Mr. Abhishek Nathani's stake has decreased from 57.32% to 49.23%. The allotment was made to a mix of promoter, promoter group, and public category investors.
The backstory
Convertible warrants are financial instruments that give the holder the right to purchase a company's shares at a predetermined price within a specified period. Companies often use warrants to raise capital. The conversion of these warrants into equity shares is a common practice to increase the company's equity base and fund its operations or growth plans.
What changes now
The company's equity share capital has been enhanced. Kizi Apparels will now have a larger equity base, which could potentially impact its earnings per share (EPS) due to the increased number of shares outstanding. The company is expected to apply for the listing and trading of these new shares on the stock exchanges.
Risks to watch
Investors should monitor how the company utilizes the newly raised capital to ensure it generates adequate returns. The dilution in promoter shareholding might be a concern for some investors, although the promoter group still holds a significant majority. Increased float could also affect trading liquidity.
Peer comparison
While specific peer data isn't provided in the filing, similar capital-raising exercises through warrant conversions are common among listed small and mid-cap companies in the apparel sector aiming for expansion.

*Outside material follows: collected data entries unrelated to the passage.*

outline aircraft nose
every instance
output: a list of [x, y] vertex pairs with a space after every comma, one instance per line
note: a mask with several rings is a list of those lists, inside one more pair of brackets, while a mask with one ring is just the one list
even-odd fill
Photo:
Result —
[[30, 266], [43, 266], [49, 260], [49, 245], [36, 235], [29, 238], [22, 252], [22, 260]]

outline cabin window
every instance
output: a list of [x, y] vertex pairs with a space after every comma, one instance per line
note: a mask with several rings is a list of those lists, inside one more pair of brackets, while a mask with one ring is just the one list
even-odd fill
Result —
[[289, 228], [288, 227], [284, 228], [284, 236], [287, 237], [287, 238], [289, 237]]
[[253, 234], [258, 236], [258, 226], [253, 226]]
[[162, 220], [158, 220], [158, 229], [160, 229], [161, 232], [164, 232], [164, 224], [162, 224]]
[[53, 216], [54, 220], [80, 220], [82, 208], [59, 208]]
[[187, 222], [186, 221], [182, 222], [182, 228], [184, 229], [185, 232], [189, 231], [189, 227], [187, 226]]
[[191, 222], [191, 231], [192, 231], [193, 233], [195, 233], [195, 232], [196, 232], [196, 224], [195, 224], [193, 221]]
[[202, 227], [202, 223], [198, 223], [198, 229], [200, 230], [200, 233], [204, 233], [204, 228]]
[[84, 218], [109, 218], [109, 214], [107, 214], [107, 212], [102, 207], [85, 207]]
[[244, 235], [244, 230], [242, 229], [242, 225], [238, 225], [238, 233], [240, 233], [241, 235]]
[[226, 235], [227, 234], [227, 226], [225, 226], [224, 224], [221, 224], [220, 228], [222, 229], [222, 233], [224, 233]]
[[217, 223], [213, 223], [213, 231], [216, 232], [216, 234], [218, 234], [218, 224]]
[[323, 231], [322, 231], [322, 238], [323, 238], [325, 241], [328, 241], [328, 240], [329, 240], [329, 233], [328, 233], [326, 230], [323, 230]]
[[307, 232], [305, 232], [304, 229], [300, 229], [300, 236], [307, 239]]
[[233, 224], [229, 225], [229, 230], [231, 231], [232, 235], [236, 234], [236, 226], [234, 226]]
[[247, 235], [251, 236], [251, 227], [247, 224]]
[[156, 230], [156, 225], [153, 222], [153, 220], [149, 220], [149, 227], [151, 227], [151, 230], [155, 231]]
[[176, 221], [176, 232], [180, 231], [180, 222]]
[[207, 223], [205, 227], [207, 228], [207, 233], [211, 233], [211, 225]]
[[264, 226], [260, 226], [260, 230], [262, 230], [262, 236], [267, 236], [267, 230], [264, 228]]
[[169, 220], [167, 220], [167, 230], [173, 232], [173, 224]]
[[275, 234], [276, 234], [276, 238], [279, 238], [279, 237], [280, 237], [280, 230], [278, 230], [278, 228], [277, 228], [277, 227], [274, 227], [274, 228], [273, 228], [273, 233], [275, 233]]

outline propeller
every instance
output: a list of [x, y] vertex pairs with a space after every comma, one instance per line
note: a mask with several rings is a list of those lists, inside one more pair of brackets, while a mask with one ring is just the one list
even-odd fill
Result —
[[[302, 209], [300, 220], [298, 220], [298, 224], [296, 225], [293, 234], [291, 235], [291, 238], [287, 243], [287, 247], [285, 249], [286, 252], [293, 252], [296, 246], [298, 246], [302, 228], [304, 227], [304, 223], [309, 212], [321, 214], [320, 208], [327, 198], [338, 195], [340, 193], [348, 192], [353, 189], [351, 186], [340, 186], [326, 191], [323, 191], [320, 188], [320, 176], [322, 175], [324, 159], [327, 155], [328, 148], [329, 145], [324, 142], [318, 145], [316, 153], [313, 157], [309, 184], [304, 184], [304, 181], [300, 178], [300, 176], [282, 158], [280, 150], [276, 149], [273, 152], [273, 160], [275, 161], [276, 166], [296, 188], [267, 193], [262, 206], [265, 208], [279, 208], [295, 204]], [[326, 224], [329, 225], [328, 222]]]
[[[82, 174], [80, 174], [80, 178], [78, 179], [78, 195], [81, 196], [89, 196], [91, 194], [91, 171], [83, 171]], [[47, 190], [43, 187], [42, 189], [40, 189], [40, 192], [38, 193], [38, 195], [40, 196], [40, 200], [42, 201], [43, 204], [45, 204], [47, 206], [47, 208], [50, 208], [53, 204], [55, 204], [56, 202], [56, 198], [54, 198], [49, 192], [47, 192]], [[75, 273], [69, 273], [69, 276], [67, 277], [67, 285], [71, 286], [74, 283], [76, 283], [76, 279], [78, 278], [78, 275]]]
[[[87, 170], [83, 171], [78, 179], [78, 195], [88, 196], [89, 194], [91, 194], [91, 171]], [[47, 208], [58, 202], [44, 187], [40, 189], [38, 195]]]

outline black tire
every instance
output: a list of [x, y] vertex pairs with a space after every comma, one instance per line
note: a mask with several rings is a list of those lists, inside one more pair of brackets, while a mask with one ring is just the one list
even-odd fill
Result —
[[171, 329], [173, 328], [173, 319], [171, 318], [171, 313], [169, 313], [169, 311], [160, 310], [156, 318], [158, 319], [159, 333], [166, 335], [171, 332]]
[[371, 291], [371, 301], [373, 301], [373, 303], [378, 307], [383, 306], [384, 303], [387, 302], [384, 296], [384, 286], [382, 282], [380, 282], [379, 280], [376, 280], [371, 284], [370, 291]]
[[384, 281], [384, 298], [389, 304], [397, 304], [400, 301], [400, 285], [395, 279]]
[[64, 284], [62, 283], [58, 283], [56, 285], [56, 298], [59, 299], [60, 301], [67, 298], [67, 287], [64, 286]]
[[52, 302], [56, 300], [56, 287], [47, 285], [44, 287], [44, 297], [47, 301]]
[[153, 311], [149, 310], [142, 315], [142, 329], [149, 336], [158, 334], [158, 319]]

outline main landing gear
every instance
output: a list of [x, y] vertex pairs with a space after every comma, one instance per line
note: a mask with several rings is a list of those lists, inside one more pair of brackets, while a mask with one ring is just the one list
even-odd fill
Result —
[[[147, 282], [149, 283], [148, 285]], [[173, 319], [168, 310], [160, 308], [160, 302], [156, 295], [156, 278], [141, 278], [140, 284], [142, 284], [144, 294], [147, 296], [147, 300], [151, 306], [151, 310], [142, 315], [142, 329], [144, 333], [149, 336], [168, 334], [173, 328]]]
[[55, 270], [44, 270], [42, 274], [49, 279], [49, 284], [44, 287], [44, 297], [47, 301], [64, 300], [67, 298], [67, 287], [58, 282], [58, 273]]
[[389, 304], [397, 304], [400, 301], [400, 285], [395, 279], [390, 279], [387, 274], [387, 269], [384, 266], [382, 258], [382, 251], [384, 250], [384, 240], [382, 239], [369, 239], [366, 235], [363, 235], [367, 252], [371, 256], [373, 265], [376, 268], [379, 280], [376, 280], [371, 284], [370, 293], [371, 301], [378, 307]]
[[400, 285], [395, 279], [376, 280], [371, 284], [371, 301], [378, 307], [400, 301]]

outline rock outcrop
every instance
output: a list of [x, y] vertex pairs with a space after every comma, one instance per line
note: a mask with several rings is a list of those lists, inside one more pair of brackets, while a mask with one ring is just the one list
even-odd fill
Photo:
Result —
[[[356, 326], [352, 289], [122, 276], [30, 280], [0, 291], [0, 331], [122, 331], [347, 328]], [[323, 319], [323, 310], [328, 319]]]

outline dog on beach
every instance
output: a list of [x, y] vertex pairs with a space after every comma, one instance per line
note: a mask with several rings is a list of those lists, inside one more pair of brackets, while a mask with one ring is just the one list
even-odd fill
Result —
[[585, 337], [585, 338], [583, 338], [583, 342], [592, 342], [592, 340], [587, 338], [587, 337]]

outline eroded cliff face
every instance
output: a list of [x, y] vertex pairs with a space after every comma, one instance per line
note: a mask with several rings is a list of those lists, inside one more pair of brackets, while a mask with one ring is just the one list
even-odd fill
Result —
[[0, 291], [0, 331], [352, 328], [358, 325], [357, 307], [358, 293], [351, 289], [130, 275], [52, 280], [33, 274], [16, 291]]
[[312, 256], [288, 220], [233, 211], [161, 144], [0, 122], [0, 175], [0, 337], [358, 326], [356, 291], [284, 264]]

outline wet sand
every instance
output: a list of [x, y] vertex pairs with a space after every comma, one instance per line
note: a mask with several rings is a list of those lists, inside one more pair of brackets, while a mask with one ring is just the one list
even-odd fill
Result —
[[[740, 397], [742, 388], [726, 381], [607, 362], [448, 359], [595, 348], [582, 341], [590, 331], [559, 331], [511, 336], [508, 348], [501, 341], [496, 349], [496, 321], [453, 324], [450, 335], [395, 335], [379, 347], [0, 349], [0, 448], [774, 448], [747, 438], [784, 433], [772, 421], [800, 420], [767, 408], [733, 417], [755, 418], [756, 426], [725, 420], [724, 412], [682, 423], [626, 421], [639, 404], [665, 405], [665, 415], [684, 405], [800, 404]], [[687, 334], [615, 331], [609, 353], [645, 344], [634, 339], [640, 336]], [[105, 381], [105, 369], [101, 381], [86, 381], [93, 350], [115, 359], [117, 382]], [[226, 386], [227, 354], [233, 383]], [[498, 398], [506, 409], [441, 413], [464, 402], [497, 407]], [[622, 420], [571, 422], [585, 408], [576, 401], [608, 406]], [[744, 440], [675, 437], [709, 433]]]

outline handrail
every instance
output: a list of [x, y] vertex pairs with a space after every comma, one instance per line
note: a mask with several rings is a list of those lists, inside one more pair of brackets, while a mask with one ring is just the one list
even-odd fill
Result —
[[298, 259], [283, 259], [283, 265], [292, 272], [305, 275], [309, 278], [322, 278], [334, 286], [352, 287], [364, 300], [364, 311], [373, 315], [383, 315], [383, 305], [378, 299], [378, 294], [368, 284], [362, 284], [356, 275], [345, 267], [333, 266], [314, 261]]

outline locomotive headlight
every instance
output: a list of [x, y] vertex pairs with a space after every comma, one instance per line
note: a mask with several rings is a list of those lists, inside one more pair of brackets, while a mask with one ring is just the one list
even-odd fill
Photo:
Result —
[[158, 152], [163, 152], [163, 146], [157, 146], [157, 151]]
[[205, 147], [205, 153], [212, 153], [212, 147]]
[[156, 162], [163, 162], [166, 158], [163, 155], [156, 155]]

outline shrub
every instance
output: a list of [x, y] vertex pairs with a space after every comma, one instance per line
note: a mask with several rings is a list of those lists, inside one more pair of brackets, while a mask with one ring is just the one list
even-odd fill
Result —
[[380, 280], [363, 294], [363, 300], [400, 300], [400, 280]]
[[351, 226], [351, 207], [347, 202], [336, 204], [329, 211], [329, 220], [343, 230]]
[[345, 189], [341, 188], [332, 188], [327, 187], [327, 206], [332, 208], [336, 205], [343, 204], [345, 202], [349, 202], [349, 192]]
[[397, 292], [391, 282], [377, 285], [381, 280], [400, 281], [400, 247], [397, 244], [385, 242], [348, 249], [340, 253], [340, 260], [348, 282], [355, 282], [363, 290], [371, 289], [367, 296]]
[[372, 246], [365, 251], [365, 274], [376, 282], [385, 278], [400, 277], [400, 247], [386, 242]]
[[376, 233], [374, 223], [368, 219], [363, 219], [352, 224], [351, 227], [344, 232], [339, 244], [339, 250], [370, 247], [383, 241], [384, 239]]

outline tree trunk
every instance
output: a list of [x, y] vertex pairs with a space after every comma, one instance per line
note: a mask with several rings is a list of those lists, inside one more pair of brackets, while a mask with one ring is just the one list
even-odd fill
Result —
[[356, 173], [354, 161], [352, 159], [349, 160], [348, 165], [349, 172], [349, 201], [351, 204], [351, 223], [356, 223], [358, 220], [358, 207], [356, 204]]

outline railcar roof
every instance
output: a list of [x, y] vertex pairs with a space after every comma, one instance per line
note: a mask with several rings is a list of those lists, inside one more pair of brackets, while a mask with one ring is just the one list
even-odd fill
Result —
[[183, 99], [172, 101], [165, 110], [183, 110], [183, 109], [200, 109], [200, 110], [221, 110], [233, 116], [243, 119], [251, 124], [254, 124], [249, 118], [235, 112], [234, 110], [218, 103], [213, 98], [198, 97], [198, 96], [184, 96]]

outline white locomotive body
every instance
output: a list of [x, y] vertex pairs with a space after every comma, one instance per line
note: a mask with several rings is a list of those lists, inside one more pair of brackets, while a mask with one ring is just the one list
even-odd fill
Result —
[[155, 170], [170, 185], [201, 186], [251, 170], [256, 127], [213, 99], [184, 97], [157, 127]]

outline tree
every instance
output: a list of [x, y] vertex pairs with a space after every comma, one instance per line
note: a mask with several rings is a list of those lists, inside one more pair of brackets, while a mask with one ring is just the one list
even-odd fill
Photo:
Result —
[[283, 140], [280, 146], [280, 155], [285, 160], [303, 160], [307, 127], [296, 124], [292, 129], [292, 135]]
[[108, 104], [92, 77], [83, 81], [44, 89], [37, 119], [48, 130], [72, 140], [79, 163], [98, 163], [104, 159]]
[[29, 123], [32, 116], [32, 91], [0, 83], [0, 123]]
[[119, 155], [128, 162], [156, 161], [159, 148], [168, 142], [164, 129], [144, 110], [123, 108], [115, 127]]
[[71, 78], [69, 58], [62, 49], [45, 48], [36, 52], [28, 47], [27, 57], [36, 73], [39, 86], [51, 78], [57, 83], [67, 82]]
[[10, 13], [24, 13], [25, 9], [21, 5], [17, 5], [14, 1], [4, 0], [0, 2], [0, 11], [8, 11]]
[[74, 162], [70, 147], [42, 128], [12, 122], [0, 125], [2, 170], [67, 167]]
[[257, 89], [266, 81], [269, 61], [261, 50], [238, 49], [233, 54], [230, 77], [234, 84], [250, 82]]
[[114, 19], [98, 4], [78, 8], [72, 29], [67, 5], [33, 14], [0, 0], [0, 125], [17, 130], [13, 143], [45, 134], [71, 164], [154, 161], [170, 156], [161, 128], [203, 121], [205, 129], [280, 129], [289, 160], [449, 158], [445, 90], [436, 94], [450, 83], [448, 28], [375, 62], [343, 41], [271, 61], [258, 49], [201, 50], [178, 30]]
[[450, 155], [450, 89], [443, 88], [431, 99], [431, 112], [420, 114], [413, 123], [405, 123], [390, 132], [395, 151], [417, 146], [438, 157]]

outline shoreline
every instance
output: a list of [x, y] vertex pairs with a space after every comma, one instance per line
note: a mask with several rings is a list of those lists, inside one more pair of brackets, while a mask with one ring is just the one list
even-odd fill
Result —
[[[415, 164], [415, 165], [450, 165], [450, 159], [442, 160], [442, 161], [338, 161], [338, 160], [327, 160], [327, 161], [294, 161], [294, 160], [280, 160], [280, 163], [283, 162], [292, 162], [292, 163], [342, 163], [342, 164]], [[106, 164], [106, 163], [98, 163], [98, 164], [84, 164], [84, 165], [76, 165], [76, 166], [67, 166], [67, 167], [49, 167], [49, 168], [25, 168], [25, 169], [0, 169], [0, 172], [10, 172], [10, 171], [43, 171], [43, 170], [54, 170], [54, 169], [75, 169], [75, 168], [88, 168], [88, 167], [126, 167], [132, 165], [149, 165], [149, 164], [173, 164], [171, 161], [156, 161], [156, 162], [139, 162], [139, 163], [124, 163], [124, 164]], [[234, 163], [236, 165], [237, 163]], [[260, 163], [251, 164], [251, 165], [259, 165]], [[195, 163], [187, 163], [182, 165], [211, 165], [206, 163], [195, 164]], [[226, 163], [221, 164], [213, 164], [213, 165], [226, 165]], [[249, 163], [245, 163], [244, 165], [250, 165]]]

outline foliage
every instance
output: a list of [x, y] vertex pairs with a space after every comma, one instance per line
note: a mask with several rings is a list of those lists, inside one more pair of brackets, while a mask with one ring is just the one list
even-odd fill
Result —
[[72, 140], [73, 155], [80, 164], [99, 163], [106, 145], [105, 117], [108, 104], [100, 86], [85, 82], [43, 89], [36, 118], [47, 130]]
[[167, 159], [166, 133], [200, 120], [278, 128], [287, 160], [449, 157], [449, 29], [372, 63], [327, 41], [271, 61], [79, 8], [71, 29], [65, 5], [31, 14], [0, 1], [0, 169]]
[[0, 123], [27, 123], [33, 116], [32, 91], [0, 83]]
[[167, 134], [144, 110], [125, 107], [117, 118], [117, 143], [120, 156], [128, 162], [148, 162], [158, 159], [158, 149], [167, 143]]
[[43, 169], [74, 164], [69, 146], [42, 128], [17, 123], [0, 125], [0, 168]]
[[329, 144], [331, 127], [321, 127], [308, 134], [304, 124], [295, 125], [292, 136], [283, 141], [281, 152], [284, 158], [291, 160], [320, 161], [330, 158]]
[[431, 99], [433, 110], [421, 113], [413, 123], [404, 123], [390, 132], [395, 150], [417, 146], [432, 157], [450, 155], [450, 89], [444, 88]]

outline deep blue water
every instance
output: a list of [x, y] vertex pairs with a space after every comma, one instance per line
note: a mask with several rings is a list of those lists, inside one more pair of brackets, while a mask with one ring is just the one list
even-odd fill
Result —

Context metrics (time-bound)
- Pre-Allotment Capital: ₹7.8192 crore
- Post-Allotment Capital: ₹10.1232 crore
- Funds Raised: ₹2.6784 crore
- Issue Price: ₹15.50 per share
- Promoter Shareholding (Before): 57.32%
- Promoter Shareholding (After): 49.23%
What to track next
Investors should watch for the formal listing of the new shares and track the company's announcements regarding the deployment of the raised funds and its future business performance.